17 February 2010

My name is __________, and I am a hoarder

I keep everything.

And I mean everything.

From letters to dog calendars to clothes I haven't worn in years but have convinced myself I will fit into again one day.

I keep everything.

Currently, we're renting. Waiting to move into our "forever home". (Read: Where we'll live until I decide I don't like how the shower drain is situated, at which time we'll be on our way again.)

And because we're renting, we've downsized a bit.

Quite a lot, actually.

We used to live in a three-bedroom, two-floor condo. About 2000 square feet of space.

We now live in a two-bedroom, single-floor apartment.

About 50 square feet of space.

So, as you can imagine, we "got rid" of a lot of stuff.

This stuff is currently waiting for us in a storage space, where we're paying monthly for it to live.

And what we've learned in the past few months of living here, in our closet, is that we don't need all that stuff.

We're living every day without my high school yearbooks. And my old business cards. And the bike I bought and rode four times (but it has white wall tires and coaster brakes!).

My husband keeps gently suggesting we go through said storage space and get rid of most of the stuff. For real.

But how can I get rid of the napkin that my daughter first doodled on, in the restaurant I can't remember, and on a day I can't recall?

He is a cruel, cruel man to want to do this to me. I should have seen his selfish, egotistical tendencies years ago.

But I can kind of see his point.

We're essentially renting an apartment for all this stuff. We're paying monthly for it to sit in a heated box that might actually be bigger than our apartment.

I know we need to get rid of most of it. I need to go through it all. See what I need and what I don't.

It'll take months.

I'll read every letter.

I'll try on every t-shirt.

I'll examine every single plate, cup and spoon.

But it has to be done.

Because otherwise, we'll be saving all this stuff...for what?

For our daughter?

What will she do with my leather pants? (shut up)

But somehow, I just can't let it go.

I'm sure my therapist would tell me it's because I was a latchkey kid and I've never felt I belonged and I'm a middle child.

She might be right.

But I think, despite what I portray to the outside world, I just might...

...have feelings.

I am nostalgic.

I miss things.

Like high school.

And college.

And going on weeks-long roadtrips.

And all that stuff, those boxes and bags and suitcases piled on top of each other about two miles from here?
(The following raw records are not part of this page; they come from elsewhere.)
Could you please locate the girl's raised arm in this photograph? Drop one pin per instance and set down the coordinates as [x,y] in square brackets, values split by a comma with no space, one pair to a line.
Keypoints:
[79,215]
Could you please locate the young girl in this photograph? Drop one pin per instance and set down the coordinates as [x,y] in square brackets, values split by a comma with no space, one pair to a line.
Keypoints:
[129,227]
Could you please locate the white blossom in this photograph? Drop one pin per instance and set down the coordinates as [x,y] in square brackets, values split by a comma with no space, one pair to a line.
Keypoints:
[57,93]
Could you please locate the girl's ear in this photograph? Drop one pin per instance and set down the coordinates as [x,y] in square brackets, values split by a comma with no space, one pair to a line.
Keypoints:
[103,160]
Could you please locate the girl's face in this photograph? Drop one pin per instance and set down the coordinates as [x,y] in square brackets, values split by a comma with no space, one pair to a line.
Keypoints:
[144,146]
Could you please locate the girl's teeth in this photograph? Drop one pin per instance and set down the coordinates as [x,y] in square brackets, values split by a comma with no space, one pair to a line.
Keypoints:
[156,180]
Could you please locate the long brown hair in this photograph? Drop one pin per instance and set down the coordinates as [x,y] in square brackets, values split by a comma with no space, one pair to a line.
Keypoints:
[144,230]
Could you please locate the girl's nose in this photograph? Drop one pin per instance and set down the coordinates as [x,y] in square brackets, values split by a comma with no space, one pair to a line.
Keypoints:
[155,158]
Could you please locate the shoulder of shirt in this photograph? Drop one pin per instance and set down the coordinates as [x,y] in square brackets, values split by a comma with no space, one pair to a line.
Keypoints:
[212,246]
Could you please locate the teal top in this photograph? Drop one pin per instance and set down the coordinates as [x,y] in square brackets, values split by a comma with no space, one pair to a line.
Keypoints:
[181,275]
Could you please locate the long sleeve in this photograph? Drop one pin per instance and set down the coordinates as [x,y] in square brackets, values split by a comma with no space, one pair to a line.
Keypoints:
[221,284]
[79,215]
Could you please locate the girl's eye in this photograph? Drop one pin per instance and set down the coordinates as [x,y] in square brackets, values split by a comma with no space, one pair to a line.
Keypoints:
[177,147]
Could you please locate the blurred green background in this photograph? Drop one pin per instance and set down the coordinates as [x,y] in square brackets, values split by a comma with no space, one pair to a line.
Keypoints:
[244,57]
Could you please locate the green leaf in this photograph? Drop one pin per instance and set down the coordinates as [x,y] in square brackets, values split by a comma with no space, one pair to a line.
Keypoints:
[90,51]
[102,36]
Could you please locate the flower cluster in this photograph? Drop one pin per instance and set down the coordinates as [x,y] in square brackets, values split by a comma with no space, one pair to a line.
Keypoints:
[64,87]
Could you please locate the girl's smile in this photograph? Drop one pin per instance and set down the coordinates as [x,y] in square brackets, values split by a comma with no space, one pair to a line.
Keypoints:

Those are my memories of the things I desperately miss.

I know I have kept those memories.

And I know that the baseball cap that I picked up at Wall Drug is not ever going to sit atop my head again.

But when I see that hat, I always think, "That was such a great trip."

And I just can't let it go.

This ugly, worn out cap...

...is somehow holding me hostage.

I need to break free.

I know I can't go home again.

But I can go back to my storage space, can't I?

A time is coming when I'll have to face that wall of boxes.

My 10'x10'x8' scrapbook.

And I'll have to remind myself that just because the physical evidence is gone, doesn't mean I won't remember.

I don't know if I can do it.

But I guess I'd rather send my daughter to college than pay rent for these boxes for the rest of my life.

I'll get there.

One day I'll be the kind of person that travels light.